Britain's mobile telephony market needs less regulation and more competition, UK telcoms industry watchdog Ofcom said on Thursday, launching a consultation with industry players and consumers on the 15 billion pound (28 billion dollars) market.
Ofcom said proper access, choice and value for money were becoming more important as mobile increasingly replaces landline and broadband services, with people commonly using cell phones to access the Internet, take and share pictures and find locations.
"With significant market and technology developments under way, now is the right time to ask some tough questions about the future approach to regulation," Ofcom's Chief Executive Ed Richards said in a statement.

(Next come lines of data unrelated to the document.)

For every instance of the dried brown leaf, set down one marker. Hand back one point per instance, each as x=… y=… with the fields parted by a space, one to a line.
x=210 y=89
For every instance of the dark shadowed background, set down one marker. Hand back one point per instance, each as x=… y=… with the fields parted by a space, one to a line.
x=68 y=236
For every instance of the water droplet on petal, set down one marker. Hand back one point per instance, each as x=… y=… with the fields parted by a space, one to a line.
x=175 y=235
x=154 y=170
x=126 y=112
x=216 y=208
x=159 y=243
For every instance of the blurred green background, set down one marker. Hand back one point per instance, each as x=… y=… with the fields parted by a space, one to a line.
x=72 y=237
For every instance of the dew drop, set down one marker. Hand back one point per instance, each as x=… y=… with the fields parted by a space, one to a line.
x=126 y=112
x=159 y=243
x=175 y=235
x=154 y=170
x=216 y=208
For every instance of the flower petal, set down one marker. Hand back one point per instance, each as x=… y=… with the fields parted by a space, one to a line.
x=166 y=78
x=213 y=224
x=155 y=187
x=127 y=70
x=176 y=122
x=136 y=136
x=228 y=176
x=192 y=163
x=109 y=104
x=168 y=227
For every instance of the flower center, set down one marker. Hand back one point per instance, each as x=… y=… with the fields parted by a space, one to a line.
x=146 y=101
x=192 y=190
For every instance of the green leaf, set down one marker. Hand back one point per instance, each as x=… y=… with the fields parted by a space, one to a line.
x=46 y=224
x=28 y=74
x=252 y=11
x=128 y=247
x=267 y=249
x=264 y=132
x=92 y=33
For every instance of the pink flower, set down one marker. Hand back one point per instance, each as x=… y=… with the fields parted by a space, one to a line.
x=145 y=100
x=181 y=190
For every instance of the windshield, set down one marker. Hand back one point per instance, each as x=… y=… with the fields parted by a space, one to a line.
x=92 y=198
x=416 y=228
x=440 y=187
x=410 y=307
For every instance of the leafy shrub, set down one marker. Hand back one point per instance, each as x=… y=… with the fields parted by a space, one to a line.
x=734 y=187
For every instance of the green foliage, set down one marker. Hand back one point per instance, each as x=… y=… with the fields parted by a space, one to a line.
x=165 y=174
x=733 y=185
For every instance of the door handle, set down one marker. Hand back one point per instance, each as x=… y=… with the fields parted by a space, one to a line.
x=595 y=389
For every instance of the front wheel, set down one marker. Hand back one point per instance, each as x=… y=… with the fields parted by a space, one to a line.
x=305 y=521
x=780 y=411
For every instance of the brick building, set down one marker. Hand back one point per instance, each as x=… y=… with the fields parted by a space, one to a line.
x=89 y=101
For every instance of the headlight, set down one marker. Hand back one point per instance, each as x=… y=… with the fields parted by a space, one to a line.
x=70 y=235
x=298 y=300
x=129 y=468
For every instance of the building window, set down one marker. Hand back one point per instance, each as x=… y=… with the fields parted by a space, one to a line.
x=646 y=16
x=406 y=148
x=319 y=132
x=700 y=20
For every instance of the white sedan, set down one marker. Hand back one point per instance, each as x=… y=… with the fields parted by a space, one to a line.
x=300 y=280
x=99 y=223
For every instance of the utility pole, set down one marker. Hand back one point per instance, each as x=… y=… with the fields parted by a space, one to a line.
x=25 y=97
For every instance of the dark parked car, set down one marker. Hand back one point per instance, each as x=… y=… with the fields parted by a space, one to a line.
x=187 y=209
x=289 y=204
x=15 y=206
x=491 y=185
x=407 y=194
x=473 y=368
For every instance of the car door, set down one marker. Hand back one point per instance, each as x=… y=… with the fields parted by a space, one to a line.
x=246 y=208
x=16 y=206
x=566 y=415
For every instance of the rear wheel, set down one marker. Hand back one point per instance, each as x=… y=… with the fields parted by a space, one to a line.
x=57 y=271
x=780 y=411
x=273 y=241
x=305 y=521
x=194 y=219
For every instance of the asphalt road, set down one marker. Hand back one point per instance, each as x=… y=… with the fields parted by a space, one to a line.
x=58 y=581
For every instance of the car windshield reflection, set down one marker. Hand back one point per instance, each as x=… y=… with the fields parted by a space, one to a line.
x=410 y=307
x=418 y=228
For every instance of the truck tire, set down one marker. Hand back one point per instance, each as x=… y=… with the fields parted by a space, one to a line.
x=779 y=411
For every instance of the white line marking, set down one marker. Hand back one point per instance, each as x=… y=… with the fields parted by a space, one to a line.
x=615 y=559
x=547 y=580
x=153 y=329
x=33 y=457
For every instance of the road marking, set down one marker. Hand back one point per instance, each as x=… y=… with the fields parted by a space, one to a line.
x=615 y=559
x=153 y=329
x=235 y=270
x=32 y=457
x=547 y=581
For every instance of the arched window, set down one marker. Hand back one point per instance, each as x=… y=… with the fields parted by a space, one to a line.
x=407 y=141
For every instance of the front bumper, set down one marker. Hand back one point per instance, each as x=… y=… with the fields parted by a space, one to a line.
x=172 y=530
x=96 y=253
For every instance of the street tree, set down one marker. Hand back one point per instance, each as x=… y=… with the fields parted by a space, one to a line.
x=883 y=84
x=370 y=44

One particular issue on which Ofcom has invited comment is mobile termination rates - the prices, operators charge each other to access one another's networks and which account for large chunks of their revenue.

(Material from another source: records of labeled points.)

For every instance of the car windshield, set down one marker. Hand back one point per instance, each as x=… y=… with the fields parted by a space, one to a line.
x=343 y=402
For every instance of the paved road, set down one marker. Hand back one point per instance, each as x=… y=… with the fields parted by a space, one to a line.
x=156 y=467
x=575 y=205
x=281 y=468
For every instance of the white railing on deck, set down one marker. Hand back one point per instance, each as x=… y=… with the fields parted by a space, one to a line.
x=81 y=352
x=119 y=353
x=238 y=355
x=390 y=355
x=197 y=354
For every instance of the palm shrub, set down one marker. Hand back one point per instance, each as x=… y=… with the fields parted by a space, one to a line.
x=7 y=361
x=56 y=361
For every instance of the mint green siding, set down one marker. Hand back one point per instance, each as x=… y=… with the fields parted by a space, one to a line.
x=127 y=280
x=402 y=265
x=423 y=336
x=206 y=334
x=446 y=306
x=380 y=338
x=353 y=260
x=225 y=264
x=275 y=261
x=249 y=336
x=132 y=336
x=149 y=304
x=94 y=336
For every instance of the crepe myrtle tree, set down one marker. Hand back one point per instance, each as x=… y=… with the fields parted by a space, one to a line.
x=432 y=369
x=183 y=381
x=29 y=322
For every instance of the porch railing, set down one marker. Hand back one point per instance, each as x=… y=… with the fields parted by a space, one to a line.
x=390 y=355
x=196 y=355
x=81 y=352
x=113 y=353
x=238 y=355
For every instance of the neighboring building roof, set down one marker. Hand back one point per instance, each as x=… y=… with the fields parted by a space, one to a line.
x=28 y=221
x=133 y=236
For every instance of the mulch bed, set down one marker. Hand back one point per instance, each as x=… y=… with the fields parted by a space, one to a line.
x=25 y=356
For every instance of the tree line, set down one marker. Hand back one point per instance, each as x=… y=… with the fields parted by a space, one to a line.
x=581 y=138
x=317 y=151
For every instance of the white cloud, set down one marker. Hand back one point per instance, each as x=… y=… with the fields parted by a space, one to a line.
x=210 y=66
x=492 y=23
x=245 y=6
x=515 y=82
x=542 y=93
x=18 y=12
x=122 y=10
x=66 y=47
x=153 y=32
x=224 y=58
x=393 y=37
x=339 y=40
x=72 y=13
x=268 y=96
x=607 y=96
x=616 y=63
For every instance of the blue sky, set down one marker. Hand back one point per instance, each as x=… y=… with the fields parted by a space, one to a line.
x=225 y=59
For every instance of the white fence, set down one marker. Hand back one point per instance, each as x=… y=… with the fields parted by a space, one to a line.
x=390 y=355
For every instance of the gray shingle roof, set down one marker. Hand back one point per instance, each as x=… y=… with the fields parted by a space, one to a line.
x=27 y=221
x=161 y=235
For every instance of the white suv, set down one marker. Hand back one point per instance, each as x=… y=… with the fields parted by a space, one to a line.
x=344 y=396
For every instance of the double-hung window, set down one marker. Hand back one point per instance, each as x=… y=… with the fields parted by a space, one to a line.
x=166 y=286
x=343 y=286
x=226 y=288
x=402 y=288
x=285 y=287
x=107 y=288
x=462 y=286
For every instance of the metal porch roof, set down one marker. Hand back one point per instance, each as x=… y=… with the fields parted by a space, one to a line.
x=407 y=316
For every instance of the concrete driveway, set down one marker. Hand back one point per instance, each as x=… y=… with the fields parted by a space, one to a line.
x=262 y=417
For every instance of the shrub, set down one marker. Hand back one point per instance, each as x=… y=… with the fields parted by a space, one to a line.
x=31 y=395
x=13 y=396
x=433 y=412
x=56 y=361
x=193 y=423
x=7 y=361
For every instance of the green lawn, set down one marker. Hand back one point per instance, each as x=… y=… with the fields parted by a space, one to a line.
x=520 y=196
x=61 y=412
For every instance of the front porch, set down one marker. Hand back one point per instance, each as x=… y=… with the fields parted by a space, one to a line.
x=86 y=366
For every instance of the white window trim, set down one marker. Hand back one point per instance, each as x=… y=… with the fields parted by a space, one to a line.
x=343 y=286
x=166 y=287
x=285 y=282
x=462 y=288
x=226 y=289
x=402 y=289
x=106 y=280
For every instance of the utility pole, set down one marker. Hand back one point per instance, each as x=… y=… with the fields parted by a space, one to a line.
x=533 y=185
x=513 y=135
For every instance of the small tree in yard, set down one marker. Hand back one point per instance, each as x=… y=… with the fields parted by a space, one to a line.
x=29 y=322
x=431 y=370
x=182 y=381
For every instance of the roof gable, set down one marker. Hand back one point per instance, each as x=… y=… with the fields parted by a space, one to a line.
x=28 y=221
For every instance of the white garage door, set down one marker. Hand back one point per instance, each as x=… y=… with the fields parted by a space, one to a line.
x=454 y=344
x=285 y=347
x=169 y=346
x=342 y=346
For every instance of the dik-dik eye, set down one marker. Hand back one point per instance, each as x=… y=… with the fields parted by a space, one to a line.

A current regime of reducing these charges annually is due to end in 2011. About 84 percent of Britons over the age of eight now have a cell phone, and between them the country's 60 million citizens have more than 70 million mobile subscriptions.
The country is served by five operators - Vodafone, O2, Orange, T-Mobile and 3 - as well as a clutch of virtual operators who resell air time on the main carriers' networks.
"In our view the potential implications for the UK telecoms market cannot be understated, both for existing mobile players and, perhaps more importantly, for the nation's fixed-line incumbent, BT," Daiwa analyst Michael Kovacocy wrote.